The processor platform 29 of the illustrated example includes a processor 2912. The processor 2912 of the illustrated example is hardware. For example, the processor 2912 can be implemented by one or more integrated circuits, logic circuits, microprocessors, GPUs, DSPs, or controllers from any desired family or manufacturer. The hardware processor 2912 may be a semiconductor based (e.g., silicon based) device. In this example, the processor implements the example threshold identifier 610, the example predicted class identifier 615, the example confidence identifier 620, the example uncertainty identifier 625, the example iterator 630, the example output calculator 635, the example stochastic model trainer 655, the example deterministic model trainer 660, the example neural network processor 665, and/or the example post-hoc calibrator 685.

The processor 2912 of the illustrated example includes a local memory 2913 (e.g., a cache). The processor 2912 of the illustrated example is in communication with a main memory including a volatile memory 2914 and a non-volatile memory 2916 via a link 2918. The link 2918 may be implemented by a bus, one or more point-to-point connections, etc., or a combination thereof. The volatile memory 2914 may be implemented by Synchronous Dynamic Random Access Memory (SDRAM), Dynamic Random Access Memory (DRAM), RAMBUS® Dynamic Random Access Memory (RDRAM®) and/or any other type of random access memory device. The non-volatile memory 2916 may be implemented by flash memory and/or any other desired type of memory device. Access to the main memory 2914, 2916 is controlled by a memory controller.

The processor platform 2900 of the illustrated example also includes an interface circuit 2920. The interface circuit 2920 may be implemented by any type of interface standard, such as an Ethernet interface, a universal serial bus (USB), a Bluetooth® interface, a near field communication (NFC) interface, and/or a PCI express interface.

In the illustrated example, one or more input devices 2922 are connected to the interface circuit 2920. The input device(s) 2922 permit(s) a user to enter data and/or commands into the processor 2912. The input device(s) can be implemented by, for example, an audio sensor, a microphone, a camera (still or video), a keyboard, a button, a mouse, a touchscreen, a track-pad, a trackball, a trackbar (such as an isopoint), a voice recognition system and/or any other human-machine interface.

One or more output devices 2924 are also connected to the interface circuit 2920 of the illustrated example. The output devices 2924 can be implemented, for example, by display devices (e.g., a light emitting diode (LED), an organic light emitting diode (OLED), a liquid crystal display (LCD), a cathode ray tube display (CRT), an in-place switching (IPS) display, a touchscreen, etc.), a tactile output device, a printer and/or speakers(s). The interface circuit 2920 of the illustrated example, thus, typically includes a graphics driver card, a graphics driver chip and/or a graphics driver processor.

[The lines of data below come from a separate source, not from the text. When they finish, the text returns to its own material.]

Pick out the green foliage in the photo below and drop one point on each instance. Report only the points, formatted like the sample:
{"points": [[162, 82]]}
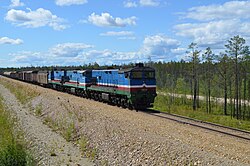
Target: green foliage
{"points": [[12, 150], [38, 110], [23, 93], [86, 149]]}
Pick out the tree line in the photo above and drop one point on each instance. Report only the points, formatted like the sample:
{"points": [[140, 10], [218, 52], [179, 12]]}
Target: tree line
{"points": [[205, 73], [225, 75]]}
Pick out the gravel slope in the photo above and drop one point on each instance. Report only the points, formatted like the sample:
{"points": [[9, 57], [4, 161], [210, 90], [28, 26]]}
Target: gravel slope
{"points": [[42, 140], [124, 137]]}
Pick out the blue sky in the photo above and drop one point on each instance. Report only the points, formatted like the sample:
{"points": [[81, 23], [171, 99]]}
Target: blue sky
{"points": [[76, 32]]}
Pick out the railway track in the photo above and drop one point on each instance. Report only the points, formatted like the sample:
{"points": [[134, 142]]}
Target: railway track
{"points": [[242, 134]]}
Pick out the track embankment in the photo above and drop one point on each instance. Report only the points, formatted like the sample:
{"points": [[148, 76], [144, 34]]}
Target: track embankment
{"points": [[119, 136]]}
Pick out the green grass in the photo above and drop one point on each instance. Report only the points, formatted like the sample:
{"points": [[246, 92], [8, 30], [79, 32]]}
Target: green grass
{"points": [[12, 149], [181, 106], [23, 93], [86, 149]]}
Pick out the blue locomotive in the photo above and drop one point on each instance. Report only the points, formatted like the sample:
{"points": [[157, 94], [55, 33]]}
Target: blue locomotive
{"points": [[130, 88]]}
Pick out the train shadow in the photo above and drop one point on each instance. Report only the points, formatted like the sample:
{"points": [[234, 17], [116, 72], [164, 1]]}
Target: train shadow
{"points": [[149, 110]]}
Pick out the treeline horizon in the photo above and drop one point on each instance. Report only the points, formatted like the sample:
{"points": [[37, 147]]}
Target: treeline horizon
{"points": [[225, 75]]}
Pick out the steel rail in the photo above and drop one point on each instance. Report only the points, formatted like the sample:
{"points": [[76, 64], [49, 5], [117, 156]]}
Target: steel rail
{"points": [[195, 123]]}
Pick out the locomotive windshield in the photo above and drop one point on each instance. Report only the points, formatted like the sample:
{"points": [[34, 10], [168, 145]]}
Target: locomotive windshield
{"points": [[150, 74], [136, 74], [140, 75]]}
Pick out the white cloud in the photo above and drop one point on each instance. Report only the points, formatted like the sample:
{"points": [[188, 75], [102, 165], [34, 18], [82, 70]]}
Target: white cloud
{"points": [[70, 2], [68, 49], [108, 57], [143, 3], [34, 19], [106, 20], [129, 4], [229, 10], [127, 38], [115, 33], [16, 3], [6, 40], [159, 47], [213, 25], [215, 33], [149, 3]]}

The interface circuit 2920 of the illustrated example also includes a communication device such as a transmitter, a receiver, a transceiver, a modem, a residential gateway, a wireless access point, and/or a network interface to facilitate exchange of data with external machines (e.g., computing devices of any kind) via a network 2926. The communication can be via, for example, an Ethernet connection, a digital subscriber line (DSL) connection, a telephone line connection, a coaxial cable system, a satellite system, a line-of-site wireless system, a cellular telephone system, etc.

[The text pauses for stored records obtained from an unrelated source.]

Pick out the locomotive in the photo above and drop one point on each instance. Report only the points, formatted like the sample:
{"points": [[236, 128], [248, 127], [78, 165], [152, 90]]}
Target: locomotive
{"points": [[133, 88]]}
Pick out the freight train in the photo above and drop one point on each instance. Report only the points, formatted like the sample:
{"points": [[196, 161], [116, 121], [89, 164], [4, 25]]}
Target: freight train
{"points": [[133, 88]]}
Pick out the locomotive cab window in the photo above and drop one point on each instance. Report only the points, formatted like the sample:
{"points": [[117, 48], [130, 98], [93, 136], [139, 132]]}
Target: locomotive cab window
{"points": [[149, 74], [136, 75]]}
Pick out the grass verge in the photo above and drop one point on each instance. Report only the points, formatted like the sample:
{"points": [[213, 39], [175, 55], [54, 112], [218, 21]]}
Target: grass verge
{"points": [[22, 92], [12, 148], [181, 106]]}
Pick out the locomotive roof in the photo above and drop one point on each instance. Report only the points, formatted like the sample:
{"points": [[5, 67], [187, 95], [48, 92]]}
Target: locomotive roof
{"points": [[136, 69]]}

The processor platform 2900 of the illustrated example also includes one or more mass storage devices 2928 for storing software and/or data. Examples of such mass storage devices 2928 include floppy disk drives, hard drive disks, compact disk drives, Blu-ray disk drives, redundant array of independent disks (RAID) systems, and digital versatile disk (DVD) drives.

The machine executable instructions 2932 corresponding to the instructions of FIGS. 7, 8, 9, 10, and/or 11 may be stored in the mass storage device 2928, in the volatile memory 2914, in the non-volatile memory 2916, in the local memory 2913 and/or on a removable non-transitory computer readable storage medium, such as a CD or DVD 2936.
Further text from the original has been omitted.